Cavett is an absolute master, constantly presenting himself as a simpleton in order to get maximum effect and shade and light. There are two hours of Richard Burton at his most rhapsodic and anecdotally grand. He says Olivier’s voice is like a silver trumpet whereas his own is a baritone. He talks about the battle with the bottle and says that when the critic Frank Rich said he covered a whole octave with one word it terrified him and made the word an impossible mountain for him.


Then there’s Katharine Hepburn. Before she agreed to be interviewed by Cavett – at the time of the American Film Theatre’s production of Edward Albee’s A Delicate Balance – she had never done a full-dress interview about her life and the fact that she opened up to Cavett made him an object of envy to the Barbara Walters of the interviewing world.

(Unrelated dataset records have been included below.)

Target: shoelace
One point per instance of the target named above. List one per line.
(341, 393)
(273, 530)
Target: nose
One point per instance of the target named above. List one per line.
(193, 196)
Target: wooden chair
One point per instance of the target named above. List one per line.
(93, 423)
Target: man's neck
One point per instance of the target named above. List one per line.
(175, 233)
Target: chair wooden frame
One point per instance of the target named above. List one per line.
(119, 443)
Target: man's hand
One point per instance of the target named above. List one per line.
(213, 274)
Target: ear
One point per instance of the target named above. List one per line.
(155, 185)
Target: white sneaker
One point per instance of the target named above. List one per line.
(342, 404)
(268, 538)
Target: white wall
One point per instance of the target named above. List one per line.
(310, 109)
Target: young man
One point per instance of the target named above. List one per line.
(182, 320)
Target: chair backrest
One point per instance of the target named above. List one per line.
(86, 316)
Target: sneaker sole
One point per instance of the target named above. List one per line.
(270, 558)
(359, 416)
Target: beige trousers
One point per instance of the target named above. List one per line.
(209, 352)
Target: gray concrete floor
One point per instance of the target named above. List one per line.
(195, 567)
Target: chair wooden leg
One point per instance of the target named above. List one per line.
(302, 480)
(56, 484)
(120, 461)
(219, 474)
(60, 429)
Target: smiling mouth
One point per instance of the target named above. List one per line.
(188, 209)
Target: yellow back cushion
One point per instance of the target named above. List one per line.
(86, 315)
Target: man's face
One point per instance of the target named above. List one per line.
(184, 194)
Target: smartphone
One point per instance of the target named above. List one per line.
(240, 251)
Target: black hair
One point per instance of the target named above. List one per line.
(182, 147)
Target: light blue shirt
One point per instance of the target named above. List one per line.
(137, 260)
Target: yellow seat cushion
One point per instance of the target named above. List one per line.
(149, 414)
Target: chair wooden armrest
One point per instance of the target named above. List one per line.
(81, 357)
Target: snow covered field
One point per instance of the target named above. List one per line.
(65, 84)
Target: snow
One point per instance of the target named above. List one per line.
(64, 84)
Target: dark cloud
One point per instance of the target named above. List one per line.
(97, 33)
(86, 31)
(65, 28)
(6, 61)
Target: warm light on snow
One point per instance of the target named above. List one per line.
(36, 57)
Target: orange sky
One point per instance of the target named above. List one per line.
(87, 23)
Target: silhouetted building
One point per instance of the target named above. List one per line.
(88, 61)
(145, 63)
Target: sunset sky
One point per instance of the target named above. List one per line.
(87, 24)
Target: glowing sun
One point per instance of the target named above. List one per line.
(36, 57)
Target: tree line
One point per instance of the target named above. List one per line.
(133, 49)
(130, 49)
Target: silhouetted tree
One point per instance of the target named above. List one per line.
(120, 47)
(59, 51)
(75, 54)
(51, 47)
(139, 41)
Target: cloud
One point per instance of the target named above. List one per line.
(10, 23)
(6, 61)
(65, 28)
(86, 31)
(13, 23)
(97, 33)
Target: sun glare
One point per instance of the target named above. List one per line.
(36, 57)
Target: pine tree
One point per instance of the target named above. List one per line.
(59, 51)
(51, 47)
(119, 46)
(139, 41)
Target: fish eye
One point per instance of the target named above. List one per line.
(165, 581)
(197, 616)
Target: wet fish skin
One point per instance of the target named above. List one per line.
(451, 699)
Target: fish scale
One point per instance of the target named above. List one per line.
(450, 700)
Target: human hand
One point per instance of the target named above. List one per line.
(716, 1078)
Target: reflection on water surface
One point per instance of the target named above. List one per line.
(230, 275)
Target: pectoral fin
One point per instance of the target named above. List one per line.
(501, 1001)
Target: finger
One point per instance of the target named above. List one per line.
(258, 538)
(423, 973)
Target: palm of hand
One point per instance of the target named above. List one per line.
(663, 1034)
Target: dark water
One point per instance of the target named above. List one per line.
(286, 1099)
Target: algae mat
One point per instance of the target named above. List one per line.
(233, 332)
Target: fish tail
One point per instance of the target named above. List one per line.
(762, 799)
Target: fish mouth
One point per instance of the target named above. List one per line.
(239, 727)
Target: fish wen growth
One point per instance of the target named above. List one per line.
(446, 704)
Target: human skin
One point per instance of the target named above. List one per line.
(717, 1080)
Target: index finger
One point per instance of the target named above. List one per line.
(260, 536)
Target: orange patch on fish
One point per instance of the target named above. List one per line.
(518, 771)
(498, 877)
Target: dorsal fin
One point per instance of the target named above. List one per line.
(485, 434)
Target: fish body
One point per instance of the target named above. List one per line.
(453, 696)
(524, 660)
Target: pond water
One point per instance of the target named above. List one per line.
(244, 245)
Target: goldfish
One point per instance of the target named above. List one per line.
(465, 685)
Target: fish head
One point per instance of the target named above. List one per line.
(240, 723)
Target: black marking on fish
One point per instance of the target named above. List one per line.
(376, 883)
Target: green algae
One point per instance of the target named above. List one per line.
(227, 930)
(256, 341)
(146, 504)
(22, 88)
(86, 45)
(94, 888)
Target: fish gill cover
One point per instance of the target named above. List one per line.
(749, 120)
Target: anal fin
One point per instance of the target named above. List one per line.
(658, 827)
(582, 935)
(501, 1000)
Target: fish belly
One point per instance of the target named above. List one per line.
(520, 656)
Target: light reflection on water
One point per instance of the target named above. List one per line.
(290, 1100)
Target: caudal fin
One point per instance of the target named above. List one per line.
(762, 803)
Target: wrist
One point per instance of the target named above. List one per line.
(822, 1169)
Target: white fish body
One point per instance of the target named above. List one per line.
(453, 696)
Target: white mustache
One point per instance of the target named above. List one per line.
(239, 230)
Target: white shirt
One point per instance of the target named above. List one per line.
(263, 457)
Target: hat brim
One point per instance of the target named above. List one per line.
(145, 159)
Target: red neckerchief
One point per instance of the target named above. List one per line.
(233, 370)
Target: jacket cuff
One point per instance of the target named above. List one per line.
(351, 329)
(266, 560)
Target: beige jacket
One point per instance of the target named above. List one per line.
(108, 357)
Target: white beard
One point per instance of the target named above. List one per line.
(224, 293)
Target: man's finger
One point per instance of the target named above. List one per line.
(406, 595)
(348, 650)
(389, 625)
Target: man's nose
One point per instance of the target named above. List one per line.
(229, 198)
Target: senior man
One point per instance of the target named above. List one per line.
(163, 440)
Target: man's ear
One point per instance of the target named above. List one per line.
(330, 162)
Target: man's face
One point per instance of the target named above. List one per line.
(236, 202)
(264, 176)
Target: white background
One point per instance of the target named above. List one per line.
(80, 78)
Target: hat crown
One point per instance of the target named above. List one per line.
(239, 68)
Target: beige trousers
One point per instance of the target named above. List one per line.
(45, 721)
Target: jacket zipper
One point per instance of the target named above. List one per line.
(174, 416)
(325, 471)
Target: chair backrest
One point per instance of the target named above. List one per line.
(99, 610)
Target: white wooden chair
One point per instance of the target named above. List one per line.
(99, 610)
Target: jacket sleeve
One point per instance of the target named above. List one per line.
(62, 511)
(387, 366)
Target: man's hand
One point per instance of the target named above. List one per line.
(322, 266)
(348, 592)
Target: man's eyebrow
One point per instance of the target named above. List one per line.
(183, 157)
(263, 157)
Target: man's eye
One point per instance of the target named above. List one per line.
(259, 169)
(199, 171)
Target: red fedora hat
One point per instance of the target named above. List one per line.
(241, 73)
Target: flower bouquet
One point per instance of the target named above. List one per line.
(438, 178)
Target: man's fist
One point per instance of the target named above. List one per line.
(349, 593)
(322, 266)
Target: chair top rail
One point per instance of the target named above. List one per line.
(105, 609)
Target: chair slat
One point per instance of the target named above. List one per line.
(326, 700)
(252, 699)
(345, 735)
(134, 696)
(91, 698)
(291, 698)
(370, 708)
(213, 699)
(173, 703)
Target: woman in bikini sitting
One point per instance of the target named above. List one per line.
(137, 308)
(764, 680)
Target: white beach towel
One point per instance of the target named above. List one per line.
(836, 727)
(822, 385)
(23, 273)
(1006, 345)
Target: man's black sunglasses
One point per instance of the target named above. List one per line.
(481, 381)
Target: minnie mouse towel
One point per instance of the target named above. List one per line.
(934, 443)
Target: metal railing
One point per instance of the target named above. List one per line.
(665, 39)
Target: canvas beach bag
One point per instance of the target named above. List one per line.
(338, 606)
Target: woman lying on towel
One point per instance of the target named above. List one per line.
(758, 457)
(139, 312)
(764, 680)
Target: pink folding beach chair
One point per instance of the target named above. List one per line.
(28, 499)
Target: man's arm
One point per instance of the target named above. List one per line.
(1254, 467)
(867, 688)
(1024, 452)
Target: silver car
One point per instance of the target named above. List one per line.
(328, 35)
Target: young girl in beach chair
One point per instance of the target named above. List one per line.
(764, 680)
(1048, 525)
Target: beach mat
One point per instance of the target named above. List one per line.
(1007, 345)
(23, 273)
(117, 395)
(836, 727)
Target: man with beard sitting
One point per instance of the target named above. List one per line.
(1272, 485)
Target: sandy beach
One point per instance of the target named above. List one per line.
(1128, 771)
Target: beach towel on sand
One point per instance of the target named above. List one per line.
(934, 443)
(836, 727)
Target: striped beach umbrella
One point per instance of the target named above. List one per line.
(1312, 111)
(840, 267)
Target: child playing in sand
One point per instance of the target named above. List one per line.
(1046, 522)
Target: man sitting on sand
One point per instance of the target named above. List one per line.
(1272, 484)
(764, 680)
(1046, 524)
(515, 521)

The conversation – which goes for two hours – starts in the midst of its own preliminaries. Hepburn says, ‘Let’s do it,’ and Cavett is utterly straight, not overtly naive at all. She delights in retelling the story of Dorothy Parker saying that she, Hepburn, ran the gamut of emotions from A to B – and adds that it wasn’t true, she was actually stuck on A. There’s a wonderful portrait of Spencer Tracy and the way his supreme naturalness filled other actors with awe: it terrified Sidney Poitier when they did Guess Who’s Coming to Dinner?. She says Tracy had Irish dreams and difficulties.

She makes it clear that she treasures her intimacy with Tracy without directly confessing to the enduring depth of their love affair. She pours out the story of her life like a magic potion and you have the weird sensation of witnessing the self-disclosure of someone who doesn’t natually do this sort of thing in public. She says that she was the one who got dysentery making The African Queen; her co-star Humphrey Bogart and director John Huston were protected by drinking nothing but liquor.

She’s tough as nails and utterly volatile. She tells of the story of hitting Peter O’Toole during the making of The Lion in Winter because of a dispute over a make-up assistant: O’Toole came back on the set with crutches and bandages.

Clive James, in his famous but rather more studied interview, hears her tell this story and elicits the sad fact that her brother’s death by hanging seems to have been a bit of pleasure gone wrong. He also pushes her on Spencer Tracy – and she warns him about the direction he’s going in – but the version on YouTube cuts the staggering long silence she held when she didn’t like his question.

It’s so easy for us to take for granted aspects of our popular culture which look like the lost treasure of a vanished world when we revisit them. This is certainly true of the Dick Cavett interviews which have the truly disconcerting quality of finding the naked self behind the highly cultivated persona.

They are interviews with people of extraordinary glamour and objective achievment. Sometimes the upshot is not altogether attractive: Brando, say, has a hauteur that is just a bit self-aggrandising. Hepburn, of course, says he is a very great actor even though she’s less keen about the gestures of his life.

Cavett says he is always mystified by McCarthyism. Hepburn says she gave a speech against it. And Spencer Tracy’s attitude? Cavett asks. He said to remember who shot Lincoln. You hope the kids who should watch these extraordinary interviews with the histrionic grandees of yesterday will remember that John Wilkes Booth was an actor.